- Supports boundary, operational-environment, component-validation, and certificate-evidence fields in the review template.
"validation certificate serves as a benchmark"
A focused guide to choosing and evidencing classical and post-quantum FIPS digital-signature algorithms without overstating implementation validation.
Grounded in NIST FIPS 186-5, NIST FIPS 204, CMVP implementation guidance, and public CAVP lookup sources.
Structured answer sets in this page tree.
Cited legal and guidance references.
Use this page when a design review needs to decide whether a signature use case belongs under FIPS 186-5 classical signature algorithms or FIPS 204 ML-DSA. The useful output is a narrow record: signature purpose, algorithm family, parameter or key choices, approved supporting functions, key-use limits, implementation evidence, and any gap between algorithm approval and product or module validation.
FIPS 186-5 is the Digital Signature Standard for classical public-key signature systems. It covers signature generation and verification for algorithms such as RSA, ECDSA, and EdDSA, and it superseded FIPS 186-4 after the transition period described in the standard.

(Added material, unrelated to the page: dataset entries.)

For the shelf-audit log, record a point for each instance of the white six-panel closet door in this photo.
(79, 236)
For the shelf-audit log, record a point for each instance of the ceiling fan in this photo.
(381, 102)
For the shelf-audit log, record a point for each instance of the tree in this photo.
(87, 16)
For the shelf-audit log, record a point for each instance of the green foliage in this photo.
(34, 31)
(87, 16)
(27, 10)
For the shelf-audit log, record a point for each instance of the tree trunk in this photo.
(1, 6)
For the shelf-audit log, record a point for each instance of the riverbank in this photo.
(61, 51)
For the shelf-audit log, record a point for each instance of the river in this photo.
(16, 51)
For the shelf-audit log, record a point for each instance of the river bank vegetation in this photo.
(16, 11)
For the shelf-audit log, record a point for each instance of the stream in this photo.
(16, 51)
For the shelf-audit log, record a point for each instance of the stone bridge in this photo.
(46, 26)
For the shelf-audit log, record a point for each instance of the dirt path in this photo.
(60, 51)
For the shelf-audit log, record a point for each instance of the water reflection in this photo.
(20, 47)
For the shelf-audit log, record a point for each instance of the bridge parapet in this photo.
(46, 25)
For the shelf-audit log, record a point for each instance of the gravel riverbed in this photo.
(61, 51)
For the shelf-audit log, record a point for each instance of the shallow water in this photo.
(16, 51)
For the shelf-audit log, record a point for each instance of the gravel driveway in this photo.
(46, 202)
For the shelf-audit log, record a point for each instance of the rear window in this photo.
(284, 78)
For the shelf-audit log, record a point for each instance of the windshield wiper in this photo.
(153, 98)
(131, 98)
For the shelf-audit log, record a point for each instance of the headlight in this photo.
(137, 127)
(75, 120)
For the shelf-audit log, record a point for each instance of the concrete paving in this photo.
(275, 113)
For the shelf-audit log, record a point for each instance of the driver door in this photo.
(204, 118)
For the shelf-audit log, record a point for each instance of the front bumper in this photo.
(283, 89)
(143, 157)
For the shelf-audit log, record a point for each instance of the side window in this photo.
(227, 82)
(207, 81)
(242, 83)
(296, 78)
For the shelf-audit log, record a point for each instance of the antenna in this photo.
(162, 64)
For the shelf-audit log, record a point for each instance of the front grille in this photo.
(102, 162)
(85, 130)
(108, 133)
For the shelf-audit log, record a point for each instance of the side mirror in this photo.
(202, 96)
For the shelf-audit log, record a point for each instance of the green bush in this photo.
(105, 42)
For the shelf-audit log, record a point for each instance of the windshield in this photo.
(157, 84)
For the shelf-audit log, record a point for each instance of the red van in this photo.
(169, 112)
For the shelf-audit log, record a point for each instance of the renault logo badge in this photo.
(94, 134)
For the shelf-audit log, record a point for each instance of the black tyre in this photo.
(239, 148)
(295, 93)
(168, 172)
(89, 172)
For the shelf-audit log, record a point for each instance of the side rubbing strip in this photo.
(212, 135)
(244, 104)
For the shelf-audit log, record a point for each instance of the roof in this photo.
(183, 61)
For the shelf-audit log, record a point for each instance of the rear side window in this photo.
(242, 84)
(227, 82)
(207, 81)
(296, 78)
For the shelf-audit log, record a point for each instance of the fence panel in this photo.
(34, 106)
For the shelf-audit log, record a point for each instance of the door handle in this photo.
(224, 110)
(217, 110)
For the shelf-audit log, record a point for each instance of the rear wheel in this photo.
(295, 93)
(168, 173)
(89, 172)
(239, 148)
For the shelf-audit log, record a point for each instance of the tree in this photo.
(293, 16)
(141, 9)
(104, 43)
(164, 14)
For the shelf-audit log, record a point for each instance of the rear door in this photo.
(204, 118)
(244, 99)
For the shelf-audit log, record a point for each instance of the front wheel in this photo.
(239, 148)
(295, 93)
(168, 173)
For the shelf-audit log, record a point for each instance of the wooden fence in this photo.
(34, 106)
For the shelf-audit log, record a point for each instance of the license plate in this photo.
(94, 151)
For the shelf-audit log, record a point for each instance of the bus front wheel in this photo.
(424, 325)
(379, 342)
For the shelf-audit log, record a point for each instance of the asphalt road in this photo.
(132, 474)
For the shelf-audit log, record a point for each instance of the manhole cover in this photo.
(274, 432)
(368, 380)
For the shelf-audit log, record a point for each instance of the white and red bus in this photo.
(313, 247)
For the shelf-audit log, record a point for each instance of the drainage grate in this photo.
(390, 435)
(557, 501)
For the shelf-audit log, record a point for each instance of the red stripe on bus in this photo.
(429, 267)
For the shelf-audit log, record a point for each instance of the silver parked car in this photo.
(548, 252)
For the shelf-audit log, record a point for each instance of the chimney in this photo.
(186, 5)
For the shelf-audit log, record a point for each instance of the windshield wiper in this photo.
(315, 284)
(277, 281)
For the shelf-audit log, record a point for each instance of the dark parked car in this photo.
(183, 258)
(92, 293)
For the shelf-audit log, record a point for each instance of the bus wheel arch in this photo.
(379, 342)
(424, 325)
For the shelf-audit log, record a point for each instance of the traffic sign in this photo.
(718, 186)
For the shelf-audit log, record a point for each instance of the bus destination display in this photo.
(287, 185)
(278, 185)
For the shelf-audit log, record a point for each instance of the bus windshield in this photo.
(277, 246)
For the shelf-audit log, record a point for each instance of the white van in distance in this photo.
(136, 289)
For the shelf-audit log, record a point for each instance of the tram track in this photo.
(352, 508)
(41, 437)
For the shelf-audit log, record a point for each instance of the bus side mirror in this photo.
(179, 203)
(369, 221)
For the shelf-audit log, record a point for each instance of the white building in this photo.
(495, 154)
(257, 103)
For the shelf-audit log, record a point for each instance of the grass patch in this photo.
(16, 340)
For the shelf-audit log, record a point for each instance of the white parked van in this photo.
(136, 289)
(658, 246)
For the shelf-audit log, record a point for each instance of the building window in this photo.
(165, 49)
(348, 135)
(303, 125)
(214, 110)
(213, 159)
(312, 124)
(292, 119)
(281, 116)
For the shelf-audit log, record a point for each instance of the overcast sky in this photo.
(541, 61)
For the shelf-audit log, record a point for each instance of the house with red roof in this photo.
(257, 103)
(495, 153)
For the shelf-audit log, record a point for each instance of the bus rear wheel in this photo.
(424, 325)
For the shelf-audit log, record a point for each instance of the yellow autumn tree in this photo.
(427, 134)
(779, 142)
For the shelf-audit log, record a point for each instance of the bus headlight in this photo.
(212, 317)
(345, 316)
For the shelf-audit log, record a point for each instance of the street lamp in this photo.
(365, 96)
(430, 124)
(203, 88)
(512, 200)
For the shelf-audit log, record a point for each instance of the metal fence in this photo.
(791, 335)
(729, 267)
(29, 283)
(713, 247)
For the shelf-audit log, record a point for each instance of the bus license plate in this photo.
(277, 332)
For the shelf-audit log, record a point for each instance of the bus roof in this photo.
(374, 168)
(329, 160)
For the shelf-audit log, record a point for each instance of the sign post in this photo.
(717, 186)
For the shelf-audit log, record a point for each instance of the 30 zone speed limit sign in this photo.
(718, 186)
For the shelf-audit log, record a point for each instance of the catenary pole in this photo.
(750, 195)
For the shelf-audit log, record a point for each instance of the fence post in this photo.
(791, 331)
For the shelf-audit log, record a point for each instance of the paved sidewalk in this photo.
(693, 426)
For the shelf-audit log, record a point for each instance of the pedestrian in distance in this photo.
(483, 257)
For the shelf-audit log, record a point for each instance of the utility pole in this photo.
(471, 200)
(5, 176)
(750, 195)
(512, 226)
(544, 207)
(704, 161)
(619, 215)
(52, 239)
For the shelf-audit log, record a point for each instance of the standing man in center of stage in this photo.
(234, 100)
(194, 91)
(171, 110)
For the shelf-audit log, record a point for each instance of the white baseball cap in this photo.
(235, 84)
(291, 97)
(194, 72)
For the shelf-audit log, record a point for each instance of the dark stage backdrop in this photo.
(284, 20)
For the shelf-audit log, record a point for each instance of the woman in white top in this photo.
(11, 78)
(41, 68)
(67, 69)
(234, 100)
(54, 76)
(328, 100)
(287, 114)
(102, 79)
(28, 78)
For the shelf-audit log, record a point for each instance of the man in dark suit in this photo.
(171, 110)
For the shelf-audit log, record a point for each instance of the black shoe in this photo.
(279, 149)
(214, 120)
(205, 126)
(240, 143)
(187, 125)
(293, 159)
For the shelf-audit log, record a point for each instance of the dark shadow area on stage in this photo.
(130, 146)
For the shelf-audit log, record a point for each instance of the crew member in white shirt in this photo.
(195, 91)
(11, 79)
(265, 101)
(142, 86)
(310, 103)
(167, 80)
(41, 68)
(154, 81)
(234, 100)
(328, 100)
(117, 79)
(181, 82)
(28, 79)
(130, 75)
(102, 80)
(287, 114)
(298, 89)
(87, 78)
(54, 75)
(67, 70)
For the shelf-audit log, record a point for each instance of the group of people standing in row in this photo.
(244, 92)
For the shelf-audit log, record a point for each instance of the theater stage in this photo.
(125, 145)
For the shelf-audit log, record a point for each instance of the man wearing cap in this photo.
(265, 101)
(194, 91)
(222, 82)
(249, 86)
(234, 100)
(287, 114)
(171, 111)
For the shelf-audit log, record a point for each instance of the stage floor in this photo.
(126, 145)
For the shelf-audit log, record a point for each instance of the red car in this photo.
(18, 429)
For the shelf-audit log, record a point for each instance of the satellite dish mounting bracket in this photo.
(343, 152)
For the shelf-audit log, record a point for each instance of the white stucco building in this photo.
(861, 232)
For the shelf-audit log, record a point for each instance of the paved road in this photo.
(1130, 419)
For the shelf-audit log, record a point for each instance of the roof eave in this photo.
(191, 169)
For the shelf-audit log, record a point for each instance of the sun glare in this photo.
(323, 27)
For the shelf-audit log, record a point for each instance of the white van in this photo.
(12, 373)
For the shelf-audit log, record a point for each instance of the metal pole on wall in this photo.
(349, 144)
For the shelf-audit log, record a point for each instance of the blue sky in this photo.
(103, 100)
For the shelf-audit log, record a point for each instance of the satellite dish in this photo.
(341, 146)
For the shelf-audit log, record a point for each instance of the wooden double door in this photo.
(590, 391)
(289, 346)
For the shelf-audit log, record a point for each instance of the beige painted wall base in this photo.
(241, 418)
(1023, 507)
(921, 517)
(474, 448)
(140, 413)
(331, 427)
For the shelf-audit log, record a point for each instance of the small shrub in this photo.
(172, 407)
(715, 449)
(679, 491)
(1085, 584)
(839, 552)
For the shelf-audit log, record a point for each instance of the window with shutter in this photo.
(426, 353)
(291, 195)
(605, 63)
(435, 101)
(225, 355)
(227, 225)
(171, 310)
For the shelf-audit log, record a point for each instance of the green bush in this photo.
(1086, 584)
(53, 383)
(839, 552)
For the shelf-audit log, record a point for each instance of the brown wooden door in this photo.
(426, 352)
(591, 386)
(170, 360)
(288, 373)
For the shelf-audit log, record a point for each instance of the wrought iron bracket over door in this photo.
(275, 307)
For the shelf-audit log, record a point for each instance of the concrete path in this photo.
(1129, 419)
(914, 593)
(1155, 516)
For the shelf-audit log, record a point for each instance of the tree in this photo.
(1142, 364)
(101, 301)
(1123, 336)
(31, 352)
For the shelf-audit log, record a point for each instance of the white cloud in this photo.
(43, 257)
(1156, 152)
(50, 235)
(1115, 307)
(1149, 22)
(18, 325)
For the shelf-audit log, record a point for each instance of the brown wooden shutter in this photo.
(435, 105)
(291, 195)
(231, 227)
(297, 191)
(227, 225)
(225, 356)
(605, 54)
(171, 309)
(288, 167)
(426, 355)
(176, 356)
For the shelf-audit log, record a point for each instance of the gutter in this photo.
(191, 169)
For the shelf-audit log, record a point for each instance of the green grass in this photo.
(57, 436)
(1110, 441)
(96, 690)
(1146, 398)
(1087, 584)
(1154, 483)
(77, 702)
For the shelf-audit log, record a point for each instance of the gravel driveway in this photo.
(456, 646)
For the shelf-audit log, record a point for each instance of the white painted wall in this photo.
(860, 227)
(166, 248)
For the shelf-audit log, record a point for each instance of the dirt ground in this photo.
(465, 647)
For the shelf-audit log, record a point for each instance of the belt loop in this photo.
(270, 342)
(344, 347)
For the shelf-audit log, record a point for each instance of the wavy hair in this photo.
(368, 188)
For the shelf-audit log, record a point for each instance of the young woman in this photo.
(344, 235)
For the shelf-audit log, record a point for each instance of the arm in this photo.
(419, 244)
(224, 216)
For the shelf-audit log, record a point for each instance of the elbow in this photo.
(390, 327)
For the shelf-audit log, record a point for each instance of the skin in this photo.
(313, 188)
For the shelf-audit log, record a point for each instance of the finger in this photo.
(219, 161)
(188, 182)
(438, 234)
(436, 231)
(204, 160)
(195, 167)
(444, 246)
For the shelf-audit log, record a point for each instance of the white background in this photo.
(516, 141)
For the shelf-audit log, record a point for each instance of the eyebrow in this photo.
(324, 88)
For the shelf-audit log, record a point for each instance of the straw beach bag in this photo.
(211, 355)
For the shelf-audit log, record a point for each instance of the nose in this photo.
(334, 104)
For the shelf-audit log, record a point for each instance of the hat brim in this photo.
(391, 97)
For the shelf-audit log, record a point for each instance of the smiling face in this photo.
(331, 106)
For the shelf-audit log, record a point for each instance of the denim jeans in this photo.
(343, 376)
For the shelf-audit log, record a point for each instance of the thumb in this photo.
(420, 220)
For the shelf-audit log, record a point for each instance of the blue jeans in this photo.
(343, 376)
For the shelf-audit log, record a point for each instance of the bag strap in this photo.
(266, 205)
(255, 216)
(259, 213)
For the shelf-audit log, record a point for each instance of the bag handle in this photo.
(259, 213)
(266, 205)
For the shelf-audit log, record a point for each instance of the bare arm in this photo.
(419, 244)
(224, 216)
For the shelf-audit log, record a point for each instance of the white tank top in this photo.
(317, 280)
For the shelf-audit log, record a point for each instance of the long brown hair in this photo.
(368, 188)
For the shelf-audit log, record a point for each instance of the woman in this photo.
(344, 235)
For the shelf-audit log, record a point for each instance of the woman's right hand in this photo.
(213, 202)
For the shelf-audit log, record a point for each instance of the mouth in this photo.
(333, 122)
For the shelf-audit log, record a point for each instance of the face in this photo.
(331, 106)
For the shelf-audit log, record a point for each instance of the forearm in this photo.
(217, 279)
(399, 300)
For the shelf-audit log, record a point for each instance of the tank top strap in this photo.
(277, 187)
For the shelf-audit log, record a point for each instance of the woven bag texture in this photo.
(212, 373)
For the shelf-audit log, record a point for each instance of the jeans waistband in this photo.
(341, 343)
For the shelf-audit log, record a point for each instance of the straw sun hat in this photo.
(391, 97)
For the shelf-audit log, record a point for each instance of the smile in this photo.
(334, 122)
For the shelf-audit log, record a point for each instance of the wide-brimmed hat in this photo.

FIPS 204 is a separate post-quantum digital-signature standard for ML-DSA. It says ML-DSA can be used in place of other digital-signature schemes specified in NIST FIPS publications and Special Publications, including FIPS 186-5, but it does not make every existing signature protocol or product automatically validated.
A signature decision is incomplete if it only names a standard. For FIPS 186-5, capture the algorithm family, key size or curve, hash or XOF dependency, key-pair generation method, public-key assurance, private-key possession evidence, and whether the module performs the whole operation or a tested component such as a signature primitive.
For FIPS 204, capture the ML-DSA parameter set, pure ML-DSA or HashML-DSA variant, context string handling, approved randomness source for hedged signing, and the exact public-key and signature length checks implemented by the verifier.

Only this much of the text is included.